Nutritional Information
Approximate per serving (based on 6 servings, with cheddar cheese):
· Calories: 420
· Protein: 18g
· Fat: 16g
· Saturated Fat: 8g
· Carbohydrates: 52g
· Fiber: 5g
· Sugar: 8g
· Sodium: 580mg
· Vitamin A: 15% DV
· Vitamin C: 10% DV
· Calcium: 25% DV
· Iron: 10% DV
Note: Nutritional values are estimates and will vary based on specific ingredients and portion sizes.
Frequently Asked Questions
Do I need to cook the pasta before baking?
No. The dry pasta cooks directly in the dish, absorbing the liquid as it bakes. This is the magic of the recipe.
Can I use a different pasta shape?
Yes. Any short pasta like rotini, penne, or elbow macaroni works well. Adjust baking time as needed.
Can I use frozen peas without thawing?
Yes. Add them frozen. They will thaw and cook perfectly in the oven.
Why is my pasta still hard after baking?
If the pasta is still hard, there may not have been enough liquid, or the dish was not covered tightly enough. Make sure to use the full amount of milk and soup, and cover tightly with foil. If needed, add an extra ¼ cup of milk and bake longer.
Can I use a different cream soup?
Yes. Cream of chicken, cream of celery, or cream of mushroom all work beautifully.
Can I add meat to this dish?
Absolutely. Diced cooked chicken, ham, or crumbled bacon are excellent additions.
Is this recipe gluten-free?
Not as written. Use gluten-free pasta and gluten-free cream of mushroom soup to make it gluten-free.
Can I make this dairy-free?
Use dairy-free milk, dairy-free cheese, and a dairy-free cream soup alternative.
Final Thoughts
This creamy pea and shell pasta bake is the ultimate scatter-and-bake dinner. With no boiling, no precooking, and just a handful of ingredients, you can create a creamy, cheesy, satisfying meal that tastes like you fussed. The dry pasta cooks right in the dish, absorbing all the savory, creamy flavors, while the frozen peas add sweetness and color.

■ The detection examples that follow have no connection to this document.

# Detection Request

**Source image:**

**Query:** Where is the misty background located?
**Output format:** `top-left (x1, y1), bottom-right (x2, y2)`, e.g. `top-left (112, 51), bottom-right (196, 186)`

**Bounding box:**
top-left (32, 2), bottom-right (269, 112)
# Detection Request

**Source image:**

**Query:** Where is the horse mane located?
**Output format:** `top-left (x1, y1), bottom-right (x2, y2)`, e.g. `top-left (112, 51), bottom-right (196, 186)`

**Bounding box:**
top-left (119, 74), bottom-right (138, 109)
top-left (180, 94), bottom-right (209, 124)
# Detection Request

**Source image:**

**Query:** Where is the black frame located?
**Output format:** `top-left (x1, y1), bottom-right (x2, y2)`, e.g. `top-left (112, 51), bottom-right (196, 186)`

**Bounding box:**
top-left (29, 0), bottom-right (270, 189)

This recipe is perfect for busy weeknights, for beginner cooks, or for any time you need a warm, comforting dinner without a lot of work. It is also endlessly customizable—add chicken, bacon, or different vegetables. However you make it, this creamy pea and shell pasta bake will become a family favorite.
So scatter that pasta, pour that creamy sauce, and let the oven work its magic. In about 45 minutes, you will have a golden, bubbly, irresistible dinner that everyone will love. That is the beauty of simple cooking—minimal effort, maximum flavor, and a whole lot of deliciousness. Enjoy.